DOHA: Qatari shipping company and the country’s LNG producers have announced they would go for cleaner marine fuel and reduce their ships’ emission rates.
Qatari shipping company Nakilat and LNG producers Qatargas and RasGas Company Limited yesterday announced they had agreed with engine manufacturer MAN Diesel and Turbo to convert a Q-Max vessel to use Liquefied Natural gas (LNG) as an alternative to heavy fuel oil in the main engines.
The Q-Max will be the world’s first low-speed marine diesel engine to be converted to use LNG as a fuel.
The modification will meet current known and future global emission regulations.
“The proactive initiative reinforces Qatar’s commitment to the environment with plans to convert an existing low-speed diesel LNG carrier to use LNG as fuel, thereby reducing the ship’s exhaust gas emissions,” the three companies said yesterday.
Nakilat, Qatargas and RasGas said the shipyard operator Nakilat-Keppel Offshore & Marine (N-KOM) will complete the ship’s conversion at its Erhama Bin Jaber Al Jalahma Shipyard in the Port of Ras Laffan.
The modification will utilise MAN Diesel and Turbo’s ME-GI (M-Type electronically controlled-gas injection) systems as an innovative and flexible technology.
The control of greenhouse gas and exhaust gas emissions have a high priority in today’s shipping industry.

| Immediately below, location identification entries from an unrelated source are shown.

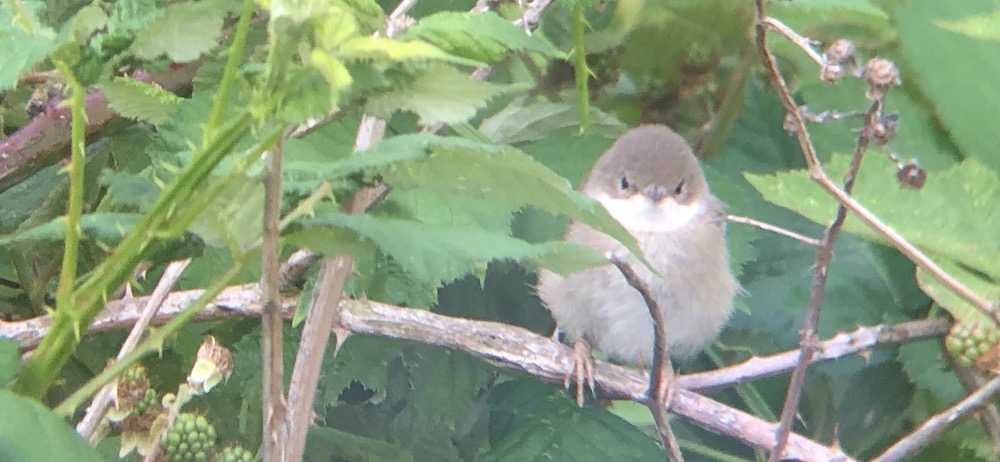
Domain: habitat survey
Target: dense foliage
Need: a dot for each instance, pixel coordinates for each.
(477, 206)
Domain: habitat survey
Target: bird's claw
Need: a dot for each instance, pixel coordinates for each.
(583, 371)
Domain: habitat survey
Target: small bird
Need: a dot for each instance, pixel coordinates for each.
(650, 181)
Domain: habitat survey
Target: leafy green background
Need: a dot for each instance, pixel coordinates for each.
(476, 209)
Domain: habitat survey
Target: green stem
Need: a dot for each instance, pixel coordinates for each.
(202, 202)
(229, 73)
(57, 346)
(152, 343)
(580, 67)
(74, 209)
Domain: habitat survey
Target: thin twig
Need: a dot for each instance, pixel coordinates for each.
(817, 174)
(802, 42)
(935, 426)
(323, 314)
(971, 380)
(323, 309)
(99, 405)
(546, 359)
(661, 380)
(862, 340)
(824, 252)
(773, 228)
(243, 301)
(817, 290)
(272, 365)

In line with emissions regulations, the engine manufacturer, MAN Diesel and Turbo, has made technical advancements to the low-speed diesel engine to have flexibility to utilise LNG, a cleaner fuel compared with heavy fuel oil, as an alternative fuel source employing the ME-GI concept.
Evaluation of the proposed ME-GI design for the Q-Flex and Q-Max vessels has concluded in a high confidence level with regard to safety and reliability of the propulsion system.
“This project is yet another milestone in Qatar’s standing as a reliable provider of a clean energy for its customers in a safe and environmentally-sensitive manner and further evidence of Qatar’s proactive approach to the sustainable development of the country’s marine industry.
“The use of ME-GI as an alternative will allow a cleaner fuel technology with a significant reduction in environmental emissions,” the three companies said in a joint note.
International Maritime Organisation’s (IMO) regulations on emission rates of ships are expected to take effect in January 2015.
The regulations apply to all ships of 400 gross tonnage and above with a few exceptions.
Mandatory measures to reduce emissions from international shipping were adopted by parties to MARPOL Annex VI represented in the Marine Environment Protection Committee of the IMO, when it met for its 62nd session in London, representing the first mandatory global greenhouse gas reduction regime for an international industry sector.